A long time ago, in a galaxy far, far away, chenin blanc and sauvignon blanc were blended in the Loire Valley in France, to make a delightful wine that combines the flowery citrus and honey of chenin with the herbaceous green and rapier-like acidity of sauvignon.
It fell out of favour, and although it is still made in small quantities in Anjou and Saumur, it is far more popular as a blend in the New World, and most particularly in South Africa.
A Google search reveals over 20 such blends locally, one of which is The Revenant, under the False Bay Vineyards label, by Nadia Barnard at Waterkloof Wine Estate, high on the Schapenberg above False Bay, where the winds blow cool and oft harshly, making for hardy shy-bearing vines that must drink deep for their sustenance.
The back label speaks of Waterkloof owner Paul Botinout’s winemaking days in France back in 1984 when he made his first white blend of these varietals.

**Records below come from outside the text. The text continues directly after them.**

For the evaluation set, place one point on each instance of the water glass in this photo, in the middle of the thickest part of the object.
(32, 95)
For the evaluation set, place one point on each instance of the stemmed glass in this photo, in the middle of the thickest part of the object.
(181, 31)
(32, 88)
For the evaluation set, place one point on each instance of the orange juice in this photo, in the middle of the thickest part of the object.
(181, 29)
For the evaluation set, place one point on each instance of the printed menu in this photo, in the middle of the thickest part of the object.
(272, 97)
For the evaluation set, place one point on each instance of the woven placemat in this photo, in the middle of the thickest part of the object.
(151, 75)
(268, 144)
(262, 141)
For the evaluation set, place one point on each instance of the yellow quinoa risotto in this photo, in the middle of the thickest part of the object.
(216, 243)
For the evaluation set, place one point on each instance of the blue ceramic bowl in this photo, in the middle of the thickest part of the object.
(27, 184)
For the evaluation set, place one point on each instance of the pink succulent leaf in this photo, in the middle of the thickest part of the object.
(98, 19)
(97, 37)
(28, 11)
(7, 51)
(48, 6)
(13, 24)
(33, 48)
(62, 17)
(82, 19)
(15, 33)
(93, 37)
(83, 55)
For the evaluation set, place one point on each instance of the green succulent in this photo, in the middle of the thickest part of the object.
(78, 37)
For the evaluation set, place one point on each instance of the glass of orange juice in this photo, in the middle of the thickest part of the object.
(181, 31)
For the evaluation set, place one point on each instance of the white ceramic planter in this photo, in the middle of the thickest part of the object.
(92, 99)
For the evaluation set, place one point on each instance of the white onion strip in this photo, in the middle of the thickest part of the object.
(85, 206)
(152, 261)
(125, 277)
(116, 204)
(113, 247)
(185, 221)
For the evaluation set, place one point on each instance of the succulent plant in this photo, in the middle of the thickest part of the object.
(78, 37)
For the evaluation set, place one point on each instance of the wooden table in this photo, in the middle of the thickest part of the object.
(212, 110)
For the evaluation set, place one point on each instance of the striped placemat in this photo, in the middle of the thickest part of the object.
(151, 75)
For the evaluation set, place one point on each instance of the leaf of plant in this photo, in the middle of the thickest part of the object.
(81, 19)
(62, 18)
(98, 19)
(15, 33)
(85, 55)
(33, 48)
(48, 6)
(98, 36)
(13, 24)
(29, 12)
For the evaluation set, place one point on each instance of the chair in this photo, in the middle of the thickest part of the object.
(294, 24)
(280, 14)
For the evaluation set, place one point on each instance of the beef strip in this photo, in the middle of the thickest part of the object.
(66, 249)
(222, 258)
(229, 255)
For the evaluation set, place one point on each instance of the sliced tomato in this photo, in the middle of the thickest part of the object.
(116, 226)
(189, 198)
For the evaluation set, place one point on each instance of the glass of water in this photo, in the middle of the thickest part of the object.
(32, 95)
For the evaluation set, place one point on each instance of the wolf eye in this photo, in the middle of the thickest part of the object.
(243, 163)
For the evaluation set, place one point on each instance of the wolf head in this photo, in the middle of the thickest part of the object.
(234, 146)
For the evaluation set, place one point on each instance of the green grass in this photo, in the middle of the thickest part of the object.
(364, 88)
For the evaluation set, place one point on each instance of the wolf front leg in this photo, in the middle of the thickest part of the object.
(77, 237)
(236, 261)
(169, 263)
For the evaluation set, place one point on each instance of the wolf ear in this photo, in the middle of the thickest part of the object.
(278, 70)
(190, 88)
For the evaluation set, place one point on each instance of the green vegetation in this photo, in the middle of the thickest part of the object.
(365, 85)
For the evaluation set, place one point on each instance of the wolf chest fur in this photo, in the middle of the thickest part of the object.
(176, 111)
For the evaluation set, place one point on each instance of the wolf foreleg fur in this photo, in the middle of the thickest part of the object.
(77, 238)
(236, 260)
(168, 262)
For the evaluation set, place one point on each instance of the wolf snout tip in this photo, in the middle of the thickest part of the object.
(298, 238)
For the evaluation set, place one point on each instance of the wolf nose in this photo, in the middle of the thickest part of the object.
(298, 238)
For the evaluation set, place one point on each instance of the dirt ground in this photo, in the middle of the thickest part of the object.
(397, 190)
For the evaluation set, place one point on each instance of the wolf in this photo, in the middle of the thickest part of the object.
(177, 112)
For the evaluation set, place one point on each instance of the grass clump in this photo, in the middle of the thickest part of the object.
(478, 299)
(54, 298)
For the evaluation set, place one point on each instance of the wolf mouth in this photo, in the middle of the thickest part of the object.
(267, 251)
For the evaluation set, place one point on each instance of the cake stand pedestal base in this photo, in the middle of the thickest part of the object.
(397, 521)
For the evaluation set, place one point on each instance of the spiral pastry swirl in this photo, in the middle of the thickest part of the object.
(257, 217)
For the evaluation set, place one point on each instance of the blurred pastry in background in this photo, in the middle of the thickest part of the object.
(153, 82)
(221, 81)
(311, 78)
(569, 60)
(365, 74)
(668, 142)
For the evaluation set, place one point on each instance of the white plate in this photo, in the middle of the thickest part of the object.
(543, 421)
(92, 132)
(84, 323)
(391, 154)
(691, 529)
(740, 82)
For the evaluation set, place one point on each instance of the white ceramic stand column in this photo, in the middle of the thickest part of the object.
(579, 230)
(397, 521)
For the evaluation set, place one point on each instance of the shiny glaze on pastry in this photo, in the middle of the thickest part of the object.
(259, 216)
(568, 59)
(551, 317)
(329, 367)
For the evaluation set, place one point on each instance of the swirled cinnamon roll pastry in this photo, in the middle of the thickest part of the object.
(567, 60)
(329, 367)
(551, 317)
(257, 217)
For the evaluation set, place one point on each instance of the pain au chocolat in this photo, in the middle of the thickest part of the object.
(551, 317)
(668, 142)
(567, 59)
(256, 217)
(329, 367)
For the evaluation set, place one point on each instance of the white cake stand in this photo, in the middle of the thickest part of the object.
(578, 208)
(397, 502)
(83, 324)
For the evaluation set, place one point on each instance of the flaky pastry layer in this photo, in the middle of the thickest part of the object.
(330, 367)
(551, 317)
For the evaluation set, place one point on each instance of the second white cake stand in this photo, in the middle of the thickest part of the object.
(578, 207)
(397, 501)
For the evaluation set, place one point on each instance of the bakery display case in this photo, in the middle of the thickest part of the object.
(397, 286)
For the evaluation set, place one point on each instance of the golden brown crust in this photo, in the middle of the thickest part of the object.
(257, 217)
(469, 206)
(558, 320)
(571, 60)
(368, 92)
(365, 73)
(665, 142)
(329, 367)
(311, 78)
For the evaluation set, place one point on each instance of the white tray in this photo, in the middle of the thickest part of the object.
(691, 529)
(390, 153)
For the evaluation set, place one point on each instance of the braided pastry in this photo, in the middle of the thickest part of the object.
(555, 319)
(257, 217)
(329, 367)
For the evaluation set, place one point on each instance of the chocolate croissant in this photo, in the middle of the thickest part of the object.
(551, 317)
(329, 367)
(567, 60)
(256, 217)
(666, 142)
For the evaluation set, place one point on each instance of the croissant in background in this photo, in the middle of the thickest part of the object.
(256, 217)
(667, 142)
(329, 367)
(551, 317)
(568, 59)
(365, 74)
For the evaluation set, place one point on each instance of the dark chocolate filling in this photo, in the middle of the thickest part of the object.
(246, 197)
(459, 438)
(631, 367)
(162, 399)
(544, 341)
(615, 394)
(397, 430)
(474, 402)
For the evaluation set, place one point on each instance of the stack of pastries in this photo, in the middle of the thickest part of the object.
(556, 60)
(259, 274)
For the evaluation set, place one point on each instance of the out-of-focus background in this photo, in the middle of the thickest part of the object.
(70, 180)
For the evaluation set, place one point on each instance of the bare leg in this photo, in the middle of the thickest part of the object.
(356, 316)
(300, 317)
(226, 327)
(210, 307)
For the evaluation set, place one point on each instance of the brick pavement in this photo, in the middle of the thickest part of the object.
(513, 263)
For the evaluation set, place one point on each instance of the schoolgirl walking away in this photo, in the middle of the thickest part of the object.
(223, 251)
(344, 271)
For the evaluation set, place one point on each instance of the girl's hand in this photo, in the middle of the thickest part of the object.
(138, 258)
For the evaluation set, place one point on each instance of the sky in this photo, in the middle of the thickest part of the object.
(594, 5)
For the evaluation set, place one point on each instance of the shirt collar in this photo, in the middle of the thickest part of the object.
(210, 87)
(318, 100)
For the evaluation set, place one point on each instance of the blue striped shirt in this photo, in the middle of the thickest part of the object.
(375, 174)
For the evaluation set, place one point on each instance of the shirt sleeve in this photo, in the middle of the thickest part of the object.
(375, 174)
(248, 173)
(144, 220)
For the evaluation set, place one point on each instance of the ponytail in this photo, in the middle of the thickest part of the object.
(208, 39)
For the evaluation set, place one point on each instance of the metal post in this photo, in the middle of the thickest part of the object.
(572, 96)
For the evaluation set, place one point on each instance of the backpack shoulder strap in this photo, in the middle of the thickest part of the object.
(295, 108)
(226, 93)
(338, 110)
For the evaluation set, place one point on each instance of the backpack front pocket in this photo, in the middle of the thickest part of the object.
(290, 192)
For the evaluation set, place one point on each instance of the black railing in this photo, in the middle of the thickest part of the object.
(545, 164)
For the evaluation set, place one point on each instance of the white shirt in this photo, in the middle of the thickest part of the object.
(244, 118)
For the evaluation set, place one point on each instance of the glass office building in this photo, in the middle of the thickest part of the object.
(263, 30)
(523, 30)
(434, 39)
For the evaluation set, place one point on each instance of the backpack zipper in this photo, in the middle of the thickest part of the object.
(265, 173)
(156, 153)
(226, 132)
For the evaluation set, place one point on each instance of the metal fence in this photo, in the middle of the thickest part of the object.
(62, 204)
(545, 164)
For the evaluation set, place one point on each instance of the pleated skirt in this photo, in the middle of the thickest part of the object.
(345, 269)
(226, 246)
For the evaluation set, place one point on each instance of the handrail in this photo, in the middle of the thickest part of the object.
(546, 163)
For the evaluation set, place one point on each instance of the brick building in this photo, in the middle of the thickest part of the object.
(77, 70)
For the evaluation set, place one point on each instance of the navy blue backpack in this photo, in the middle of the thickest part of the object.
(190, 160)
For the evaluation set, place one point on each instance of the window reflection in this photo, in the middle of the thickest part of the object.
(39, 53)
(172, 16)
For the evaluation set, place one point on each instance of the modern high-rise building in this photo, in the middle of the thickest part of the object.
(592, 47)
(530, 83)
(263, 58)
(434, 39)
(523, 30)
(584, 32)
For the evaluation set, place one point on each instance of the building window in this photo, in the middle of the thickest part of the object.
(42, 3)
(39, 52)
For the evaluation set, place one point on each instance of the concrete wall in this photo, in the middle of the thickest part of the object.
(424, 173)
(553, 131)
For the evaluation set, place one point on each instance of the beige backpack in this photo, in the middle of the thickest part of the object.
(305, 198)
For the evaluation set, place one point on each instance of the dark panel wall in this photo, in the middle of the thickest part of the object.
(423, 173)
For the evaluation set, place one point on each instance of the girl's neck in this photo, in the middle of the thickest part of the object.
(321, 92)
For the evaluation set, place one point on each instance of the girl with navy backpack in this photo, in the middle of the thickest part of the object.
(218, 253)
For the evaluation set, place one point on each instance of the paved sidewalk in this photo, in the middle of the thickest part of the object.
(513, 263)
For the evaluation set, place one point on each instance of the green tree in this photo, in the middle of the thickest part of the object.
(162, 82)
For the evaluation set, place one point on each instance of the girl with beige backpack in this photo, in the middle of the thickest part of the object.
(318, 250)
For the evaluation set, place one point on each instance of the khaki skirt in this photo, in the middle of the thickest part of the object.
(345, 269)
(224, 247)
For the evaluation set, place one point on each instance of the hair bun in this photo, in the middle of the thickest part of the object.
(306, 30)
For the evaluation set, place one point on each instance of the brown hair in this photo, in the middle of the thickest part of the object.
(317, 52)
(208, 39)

Those were the days before Waterkloof, the days when the wine was simply named Cuvée Jean Paul. It was the heyday of the Loire chenin/sauvignon blend, hence the name, signifying the one who has come back from the dead.
The Revenant arrived on our doorstep at about the same time we decided to visit the recently refurbished Strand Pavilion Precinct which boasts a newly constructed seawall and promenade, a fine informal trader market space, and a predictably niffy fish market where local fish sellers ply their trade, in search of a fish to braai.
If you buy wisely – look for clarity and firmness of eye and flesh, and an absence of overt fishiness – you can find a really nice yellowtail which satisfies both imperatives for a fish-braai: a firm rich-fleshed, oily fish that sits squarely on the SASSI Green List, which means you can buy it with a clear conscience.
The hustle for the deal is an experience in itself, with the touts competing loudly for the potential buyers attention, and as one moves back and forth along the line of fish sellers, the price moves as well.
Settling on a suitably sized fish – about 2.5kg in weight – for the paltry sum of R150, plus R10 for cleaning and beheading, we headed home and started the fire.
Ingredients, selection and preparation
2-2.5kg fish, filleted and skinned, pin bones removed: that you shouldn’t skin fish before braaing is a myth. It is the best way to ensure cooked through yet juicy and tender flesh.
olive oil: for marinading the fish
1 tbsp mixed herbs
salt and pepper
juice of two lemons
Make your fire first, then prepare the fish.
Paint the fish fillets liberally with olive oil on both sides.
Sprinkle with mixed herbs and place in a dish, covered with clingfilm and put in the refrigerator.
Melt the butter in a small saucepan and once it has cooled down, stir in the lemon juice.
As soon as the fire has burned down completely and is still hot, brush your braai-grid with olive oil and place the fish fillets in the centre. Lightly season both sides with salt and pepper.
Place the grid on the braai and baste liberally with lemon butter.
Braai on one side for about five to seven minutes, depending on thickness of the fillets, or until the upper side becomes opaque on the edges.
Baste liberally with lemon butter all the while.
Lift the braai-grid periodically to see how the fish is doing
on the underside to avoid charring.
Turn the grid, and baste liberally with lemon butter. Braai for another three to five minutes on the other side.
Using a sharp knife, remove a sliver of flesh from the thickest part of the fish fillet, and check that it is cooked through.
If not, braai for another minute or two then check again.
Carefully lift the grid from either side to release the fillets, and using a couple of egg lifters or something similar, lift each fillet off the grid and place on a warmed serving platter.
Serve with a crisp green salad and a potato dish of your choice, and preferably with a glass or two of The Revenant.
The winemaking reflects the gravitas of the blend. Wild-yeast fermented in old oak barrels and concrete eggs, the 80/20 sauvignon/chenin blend spent 10 months on the lees.
White stone fruit, Bartlett pear and satsuma on the nose, express handily on the palate, with bright clean acidity which is saved from being overtly green by the chenin’s fruit complex.
The wine is long and satisfying in the finish, and perfectly paired with the lemon flavours in the fish.